Gone are the days of the Dream Team.
Widely lambasted after its 92-73 loss to Puerto Rico Sunday, the United States men's basketball team made many yearn for 1992, when Michael Jordan, Magic Johnson and Larry Bird were the leaders of the American Olympic campaign, and of those long-ago Barcelona Games themselves.
In their place, a stoic Tim Duncan and a tattooed Allen Iverson serve as leaders for a ragtag bunch with no true point guard and no outside shooter. This latest incarnation of American basketball is a sad mockery of the greatest team to ever grace the hardwood (and a nifty set of McDonald's cups).
But it is not just the men's basketball team that is flailing. Since the 1996 Atlanta Summer Olympics, a number of men's teams have gone south. The soccer team, composed of the nation's best under age 23, failed to play to its potential during qualifying matches, and a number of track and field athletes buckled under pressure of impending drug scandals. Perhaps the most embarrassing Athens absence is the U.S. baseball team. While never a lock for gold -that would be Cuba -the Americans should be expected to at least reach the Games in a sport they invented.
There are exceptions to this sad rule, of course. While Iraq, of all nations, marches forth in the Olympic soccer tournament, and Japan is expected to contend for a baseball medal, the American men's swimmers and gymnasts are enjoying their finest Games of a generation.
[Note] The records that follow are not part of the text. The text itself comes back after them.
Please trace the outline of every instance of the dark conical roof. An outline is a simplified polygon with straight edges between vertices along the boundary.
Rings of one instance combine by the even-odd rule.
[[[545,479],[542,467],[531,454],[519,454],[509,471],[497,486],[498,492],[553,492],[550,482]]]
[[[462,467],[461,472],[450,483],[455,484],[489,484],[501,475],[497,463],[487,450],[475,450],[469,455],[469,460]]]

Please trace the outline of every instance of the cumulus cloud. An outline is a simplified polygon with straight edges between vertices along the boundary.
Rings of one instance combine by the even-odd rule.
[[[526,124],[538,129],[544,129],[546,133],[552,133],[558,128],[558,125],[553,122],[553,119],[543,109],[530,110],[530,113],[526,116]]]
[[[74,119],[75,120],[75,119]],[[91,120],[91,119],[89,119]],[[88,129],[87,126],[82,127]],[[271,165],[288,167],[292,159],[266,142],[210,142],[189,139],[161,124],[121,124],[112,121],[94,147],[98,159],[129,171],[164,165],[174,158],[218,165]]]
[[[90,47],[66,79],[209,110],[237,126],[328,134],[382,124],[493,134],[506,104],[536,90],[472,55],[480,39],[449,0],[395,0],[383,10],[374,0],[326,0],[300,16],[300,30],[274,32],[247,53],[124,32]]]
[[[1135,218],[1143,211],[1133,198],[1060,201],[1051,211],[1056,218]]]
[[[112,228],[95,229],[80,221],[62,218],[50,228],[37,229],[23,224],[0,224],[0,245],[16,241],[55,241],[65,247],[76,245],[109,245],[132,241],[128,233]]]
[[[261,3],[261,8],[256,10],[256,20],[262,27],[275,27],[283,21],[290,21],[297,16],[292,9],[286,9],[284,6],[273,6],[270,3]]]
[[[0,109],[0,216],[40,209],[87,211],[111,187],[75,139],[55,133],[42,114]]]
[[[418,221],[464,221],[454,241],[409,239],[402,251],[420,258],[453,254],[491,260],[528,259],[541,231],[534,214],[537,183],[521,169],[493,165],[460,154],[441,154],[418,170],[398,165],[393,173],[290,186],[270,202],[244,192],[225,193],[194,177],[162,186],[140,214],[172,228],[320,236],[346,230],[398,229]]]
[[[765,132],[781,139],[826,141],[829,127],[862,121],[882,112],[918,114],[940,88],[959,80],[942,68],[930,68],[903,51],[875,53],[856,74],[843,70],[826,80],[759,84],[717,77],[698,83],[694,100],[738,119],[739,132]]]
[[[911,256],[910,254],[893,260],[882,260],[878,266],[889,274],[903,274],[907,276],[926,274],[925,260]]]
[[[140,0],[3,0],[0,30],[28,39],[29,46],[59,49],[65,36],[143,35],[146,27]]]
Michael Phelps, the nation's preordained golden boy, has been nearly as good as advertised, winning three gold and two bronze medals. He will not surpass Mark Spitz's 1972 record of seven golds, but he can still tie the single-Games record of eight overall medals. And he's only 19.
More impressive, though, is Paul Hamm, who became the first American man to ever take gold in the all-around gymnastics competition. All but eliminated after four rotations, Hamm delivered a performance on par with Kerri Strug's 1996 vault by registering 9.837 on both parallel bars and high bar to jump from 12th to first.
If these Games are remembered, though, for American dominance in any one area (and I say this loosely, as there have been only five days of competition), it will be for the continued rise and success of women's sports. Though early, soccer and softball seem poised for another gold, while 19-year-old Mariel Zagunis already won a gold medal for individual sabre. And the women's gymnastics squad performed well, though with a few key errors, in winning the team silver behind Romania.
Should these Games continue along the same path they have since Saturday, they might well be remembered as a turning point -a true turning point -for women's athletics. The nation might well shy away from men's basketball altogether (enough have already condemned the NBA), and watch instead something more interesting, more enjoyable and more competitive, like the new dream team: America's women.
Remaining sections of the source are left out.